Wednesday, December 07, 2005

Grady 'Bleepin' Little New Dodger Chowd



Once there was a time when you never had to ask, "Who's the manager of the Dodgers?" Not on Dec. 6. Not on July 6. Not on any month of any day of any year.

But of course, that was your grandfather's Dodgers. And your father's Dodgers. The Dodgers who made one -- count 'em, one -- managerial change in 42 years, from 1952 (dawn of the Walter Alston era) to 1996 (end of the Tommy Lasorda era).

Those Dodgers, however, aren't these Dodgers -- the Dodgers who Tuesday named Grady Little as their fourth manager in nine years.

Not that they don't still talk like they're the Dodgers of Koufax and Snider and even Hershiser, you understand.

Lasorda himself marched up to the podium to be part of Tuesday's festivities -- and reminded the world that Little was "joining the greatest organization in baseball."

Right you are there, Tommy.

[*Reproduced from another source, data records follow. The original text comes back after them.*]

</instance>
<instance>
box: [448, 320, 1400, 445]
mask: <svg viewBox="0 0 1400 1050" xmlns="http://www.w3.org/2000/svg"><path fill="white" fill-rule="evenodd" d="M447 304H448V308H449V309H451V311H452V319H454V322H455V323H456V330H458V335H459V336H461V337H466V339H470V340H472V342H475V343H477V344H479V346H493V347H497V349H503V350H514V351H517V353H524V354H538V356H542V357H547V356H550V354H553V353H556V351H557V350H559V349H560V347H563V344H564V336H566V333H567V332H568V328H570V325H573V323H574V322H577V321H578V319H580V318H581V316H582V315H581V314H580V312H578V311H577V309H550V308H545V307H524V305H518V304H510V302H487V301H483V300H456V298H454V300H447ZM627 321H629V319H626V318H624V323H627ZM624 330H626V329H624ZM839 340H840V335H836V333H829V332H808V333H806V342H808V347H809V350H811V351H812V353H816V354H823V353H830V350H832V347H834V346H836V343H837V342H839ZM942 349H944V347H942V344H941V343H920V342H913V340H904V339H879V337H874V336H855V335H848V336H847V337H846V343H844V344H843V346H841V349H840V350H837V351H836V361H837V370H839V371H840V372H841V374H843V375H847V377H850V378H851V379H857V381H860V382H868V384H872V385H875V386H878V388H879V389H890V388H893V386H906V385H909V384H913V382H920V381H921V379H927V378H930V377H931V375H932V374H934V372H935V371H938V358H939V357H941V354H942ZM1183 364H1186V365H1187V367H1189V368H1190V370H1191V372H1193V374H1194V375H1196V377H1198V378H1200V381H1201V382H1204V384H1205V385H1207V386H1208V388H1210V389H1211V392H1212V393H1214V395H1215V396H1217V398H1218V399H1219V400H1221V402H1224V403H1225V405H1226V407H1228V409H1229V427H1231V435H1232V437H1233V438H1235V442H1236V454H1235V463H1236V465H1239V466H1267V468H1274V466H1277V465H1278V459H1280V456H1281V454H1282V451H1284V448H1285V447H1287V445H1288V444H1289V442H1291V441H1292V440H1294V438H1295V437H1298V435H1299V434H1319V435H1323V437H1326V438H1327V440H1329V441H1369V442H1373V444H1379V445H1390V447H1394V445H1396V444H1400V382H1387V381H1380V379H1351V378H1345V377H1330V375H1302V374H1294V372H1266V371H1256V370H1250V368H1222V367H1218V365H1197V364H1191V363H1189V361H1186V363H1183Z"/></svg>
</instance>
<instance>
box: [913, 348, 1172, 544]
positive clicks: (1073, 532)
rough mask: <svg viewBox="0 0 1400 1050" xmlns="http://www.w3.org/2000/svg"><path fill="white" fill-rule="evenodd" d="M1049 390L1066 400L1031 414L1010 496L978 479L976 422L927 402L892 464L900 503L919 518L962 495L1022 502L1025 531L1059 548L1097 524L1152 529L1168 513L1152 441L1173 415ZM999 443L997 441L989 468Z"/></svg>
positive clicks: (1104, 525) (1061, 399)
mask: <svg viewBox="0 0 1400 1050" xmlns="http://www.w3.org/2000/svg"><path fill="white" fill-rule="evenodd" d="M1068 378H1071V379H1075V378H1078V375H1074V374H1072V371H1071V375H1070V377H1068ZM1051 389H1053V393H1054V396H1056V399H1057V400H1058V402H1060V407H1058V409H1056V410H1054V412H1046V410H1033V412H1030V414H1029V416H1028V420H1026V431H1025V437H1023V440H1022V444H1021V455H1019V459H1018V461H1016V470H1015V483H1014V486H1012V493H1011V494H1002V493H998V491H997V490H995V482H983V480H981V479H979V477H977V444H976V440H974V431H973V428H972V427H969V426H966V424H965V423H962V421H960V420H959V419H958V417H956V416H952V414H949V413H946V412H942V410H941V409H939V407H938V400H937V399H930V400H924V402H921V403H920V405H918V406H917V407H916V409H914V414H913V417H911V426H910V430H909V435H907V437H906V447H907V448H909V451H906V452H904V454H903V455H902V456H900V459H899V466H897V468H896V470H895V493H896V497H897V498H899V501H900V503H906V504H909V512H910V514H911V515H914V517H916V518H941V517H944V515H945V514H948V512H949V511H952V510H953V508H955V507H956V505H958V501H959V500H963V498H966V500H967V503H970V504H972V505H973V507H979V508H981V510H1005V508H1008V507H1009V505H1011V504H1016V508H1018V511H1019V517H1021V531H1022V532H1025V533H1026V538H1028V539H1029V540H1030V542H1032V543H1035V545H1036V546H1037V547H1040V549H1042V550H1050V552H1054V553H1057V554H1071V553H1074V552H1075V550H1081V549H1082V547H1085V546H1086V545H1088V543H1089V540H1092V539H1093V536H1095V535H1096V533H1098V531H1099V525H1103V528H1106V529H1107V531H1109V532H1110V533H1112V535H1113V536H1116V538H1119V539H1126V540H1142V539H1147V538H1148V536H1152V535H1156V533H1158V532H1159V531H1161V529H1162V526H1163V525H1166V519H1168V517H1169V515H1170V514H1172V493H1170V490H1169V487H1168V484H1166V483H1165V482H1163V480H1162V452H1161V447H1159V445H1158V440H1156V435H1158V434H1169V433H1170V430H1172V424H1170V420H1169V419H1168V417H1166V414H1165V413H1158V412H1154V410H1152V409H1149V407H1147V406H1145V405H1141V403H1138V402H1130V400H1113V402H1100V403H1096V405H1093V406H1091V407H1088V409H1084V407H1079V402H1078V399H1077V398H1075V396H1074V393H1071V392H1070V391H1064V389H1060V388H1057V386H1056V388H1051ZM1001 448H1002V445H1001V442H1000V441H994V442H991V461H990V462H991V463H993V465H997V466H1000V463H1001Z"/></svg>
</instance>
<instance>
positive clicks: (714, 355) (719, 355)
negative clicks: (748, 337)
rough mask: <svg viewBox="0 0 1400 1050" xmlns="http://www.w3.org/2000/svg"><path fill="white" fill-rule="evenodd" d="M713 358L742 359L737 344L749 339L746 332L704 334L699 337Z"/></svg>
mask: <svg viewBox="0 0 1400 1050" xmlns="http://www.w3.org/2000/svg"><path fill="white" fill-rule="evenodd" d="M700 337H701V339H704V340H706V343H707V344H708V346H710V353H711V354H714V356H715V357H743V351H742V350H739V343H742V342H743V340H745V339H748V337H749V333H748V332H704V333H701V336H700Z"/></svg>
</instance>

There probably has never been a better time to bleed away in Dodger Blue ...

Well, except for that 59-89 record the 2005 juggernaut rolled up (or down) in its last 148 games. And the not particularly ceremonious dumping of the previous GM, Paul DePodesta, 20 months into a five-year contract. And the 65 days it took them to hire a manager, during which time they seemed to be interviewing every potential candidate but Vin Scully.

So now here it is, December already. And we've seen a team (the Toronto Made of Green Jays) spend $102 million on two pitchers this winter before the Dodgers could even figure out who was going to manage their team. Which is no way to run an offseason.

Fortunately, however, nobody needs to explain this to the new GM of this outfit, the ever-astute Ned Colletti, who seemed to exude an eminently realistic grasp of the limitations of the team he is handing over to this new manager of his.

"We probably need to find ourselves another outfielder," Colletti said. "And maybe some help at first base. And third base ... Another starting pitcher ... Lefty in the bullpen.

"Other than that," Colletti deadpanned, "I think we're pretty well set."

Insert laugh track here.

And when you're finished laughing, you might recall that those Dodgers of yesteryear were never a laugh-track kind of franchise. Not unless Lasorda was hanging around the cage, reciting the highlights of his latest chicken-dinner speech, anyway.